Il ne restait plus que la date du départ à fixer. Et une autre question s’est posée. Devait-il appeler ses proches, son père, ses amis ? À cette question, il avait répondu non, pour les mêmes raisons pour lesquelles il n’avait pas appelé son ex-femme.

À la place, il avait écrit de longues lettres qu’il avait confié à son assistance avec ordre de ne les faire partir que dans 2 mois.

À la question “Si vous deviez emporter 5 objets sur une île déserte, que choisiriez-vous ?”, il devait maintenant trouver une réponse. En manque d’inspiration, il avait retourné son vaste appartement parisien. Il avait finalement choisi une vieille photo de ses parents, son diplôme de l’école de commerce, son livre préféré, un carnet de notes et un lot de stylos.

C’était là tout ce qui résumait sa vie, ce qu’il avait été : un fils, un entrepreneur.

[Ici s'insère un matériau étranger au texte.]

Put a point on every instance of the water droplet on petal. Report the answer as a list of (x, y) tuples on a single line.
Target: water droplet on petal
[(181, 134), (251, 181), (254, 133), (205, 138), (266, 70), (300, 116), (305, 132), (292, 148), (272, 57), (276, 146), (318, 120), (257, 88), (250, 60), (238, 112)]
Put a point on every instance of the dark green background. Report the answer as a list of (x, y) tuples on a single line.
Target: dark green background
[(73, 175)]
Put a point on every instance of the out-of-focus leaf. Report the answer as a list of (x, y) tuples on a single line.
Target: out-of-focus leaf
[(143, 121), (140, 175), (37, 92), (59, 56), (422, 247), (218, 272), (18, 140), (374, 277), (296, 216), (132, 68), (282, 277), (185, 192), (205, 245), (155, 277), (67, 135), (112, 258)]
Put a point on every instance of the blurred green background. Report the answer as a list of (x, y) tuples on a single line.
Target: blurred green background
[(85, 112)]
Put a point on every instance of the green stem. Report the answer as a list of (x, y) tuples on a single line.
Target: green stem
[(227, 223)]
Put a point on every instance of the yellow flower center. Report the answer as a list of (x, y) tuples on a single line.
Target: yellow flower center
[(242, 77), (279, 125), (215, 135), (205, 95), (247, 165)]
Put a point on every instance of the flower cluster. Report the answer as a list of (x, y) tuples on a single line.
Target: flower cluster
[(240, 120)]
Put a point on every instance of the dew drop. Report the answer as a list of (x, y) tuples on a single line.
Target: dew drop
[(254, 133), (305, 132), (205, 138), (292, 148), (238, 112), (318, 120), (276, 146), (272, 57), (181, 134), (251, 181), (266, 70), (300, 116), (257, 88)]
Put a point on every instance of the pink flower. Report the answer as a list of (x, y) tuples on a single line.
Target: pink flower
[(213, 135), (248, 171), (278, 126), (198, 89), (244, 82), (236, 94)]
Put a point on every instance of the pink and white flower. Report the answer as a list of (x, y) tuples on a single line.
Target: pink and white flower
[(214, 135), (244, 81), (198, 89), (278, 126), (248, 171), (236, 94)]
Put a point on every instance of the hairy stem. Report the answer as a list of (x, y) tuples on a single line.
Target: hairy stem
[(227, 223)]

Le jour de son départ avait été difficile. D’une certaine manière, c’était un aveu du fait qu’il allait mourir, que tout était perdu, qu’il abandonnait la partie.

 

2

Une fois dans l’avion, il passa son temps à refaire le film de sa vie, l’heure du bilan étant venue plus tôt que prévu. Terrassé par ces questions existentielles, il s’endormit d’un sommeil de plomb.

Arrivé sur les terres australiennes, il prit un bateau pour se rendre sur son île privée. Il profitait de l’air frais et des dauphins qui nageaient autour de lui.

Il pu constater en accostant que l’entreprise avait fait du bon boulot avec son bungalow. Il partit s’installer dans ce qui serait sa dernière demeure.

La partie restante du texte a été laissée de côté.